Nick Kyrgios's latest outburst of unruly behaviour has other players split on whether the temperamental Australian should be handed a long-term ban.
Kyrgios walked off the court and threw a chair onto the red clay during a fit of rage during his second-round match at the Italian Open on Thursday, leading to him being defaulted and fined.
His opponent, Norwegian qualifier Casper Ruud, said that wasn't enough and called for Kyrgios to be banned for six months or longer.
Roger Federer, though, thinks Kyrgios has already been given an appropriate punishment.
"I don't think he should be suspended," Federer said. "He walked off the court. What did he do? He hurt a chair? That's not enough for me.
"I don't know if he's on probation or not from his Shanghai thing. If that's the case, then obviously you can maybe look into it. If that's run its course, I don't think he should be suspended."
Kyrgios was already suspended by the ATP Tour for two months in 2016 for "tanking" a match and insulting fans during a loss at the Shanghai Masters.
The latest incident occurred on an outer court at the Foro Italico, with Kyrgios losing 6-3 6-7 (7-5) 2-1 against Ruud.
First, Kyrgios slammed his racket on the clay and kicked a water bottle. Then he picked up a white chair and flung it onto the court with his right hand.
The men's tour said Kyrgios will lose 33,635 euros ($A54,500) in prize money from the tournament and 45 ATP points.
Kyrgios was also fined 20,000 euros ($A32,500) for the three unsportsmanlike conduct penalties he received during the match and must cover the cost of his hospitality during the tournament, the ATP said.
"A zero pointer, fine, all this stuff is already tough enough," Federer added. "He knows it's a mistake what happened."

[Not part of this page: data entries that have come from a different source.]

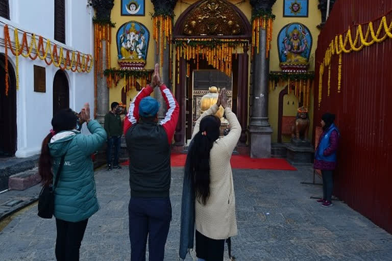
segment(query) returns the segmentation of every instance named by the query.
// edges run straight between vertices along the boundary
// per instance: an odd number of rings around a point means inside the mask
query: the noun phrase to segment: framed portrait
[[[121,0],[121,15],[144,16],[145,0]]]
[[[307,17],[309,16],[309,0],[284,0],[283,16]]]

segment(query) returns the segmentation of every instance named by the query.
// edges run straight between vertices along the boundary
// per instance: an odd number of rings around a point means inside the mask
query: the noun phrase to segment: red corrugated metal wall
[[[334,194],[377,225],[392,233],[392,39],[342,55],[340,93],[337,92],[338,56],[333,56],[331,92],[328,68],[323,80],[322,100],[317,108],[318,70],[335,35],[350,27],[381,17],[392,21],[391,0],[336,1],[318,37],[316,51],[314,125],[322,114],[336,115],[341,133]],[[363,25],[364,34],[368,26]],[[352,33],[355,38],[356,29]],[[381,33],[383,36],[385,33]],[[344,34],[344,36],[345,34]],[[313,129],[314,131],[314,129]],[[313,135],[314,137],[314,135]]]

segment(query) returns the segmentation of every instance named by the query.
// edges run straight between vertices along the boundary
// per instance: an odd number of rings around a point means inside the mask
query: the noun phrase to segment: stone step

Ruud said many players were debating how long Kyrgios should be suspended for.
"It doesn't seem like anything makes him change these days," Ruud said. "The ATP should do something. ... I'm not the only one who thinks he should be suspended for at least half a year."
Before leaving the court, Kyrgios shook hands with Ruud and the chair umpire.
"Very eventful day to say the least," Kyrgios wrote on Instagram. "Emotions got the better of me and I just wanted to say that the atmosphere was crazy out there today, just super unfortunate that it had to end in a default. Sorry Roma, see you again, maybe."
Before he was defaulted, Kyrgios received a warning for ball abuse, then was docked a point for unsportsmanlike conduct and lost a game for more unsportsmanlike conduct.
"He was getting angry that some guy was walking in between his first and second serve," Ruud said. "Then he was getting more and more angry. ... He does whatever he feels like doing. I think he got what he deserved."
Top-ranked Novak Djokovic, who is president of the ATP player council, said he had "no opinion" on whether Kyrgios should be suspended.
"I'll let others, officials, decide that," Djokovic said.
A day earlier Kyrgios launched an attack on Djokovic, Fernando Verdasco and Rafael Nadal for their behaviour in an explosive no Challenges Remaining podcast.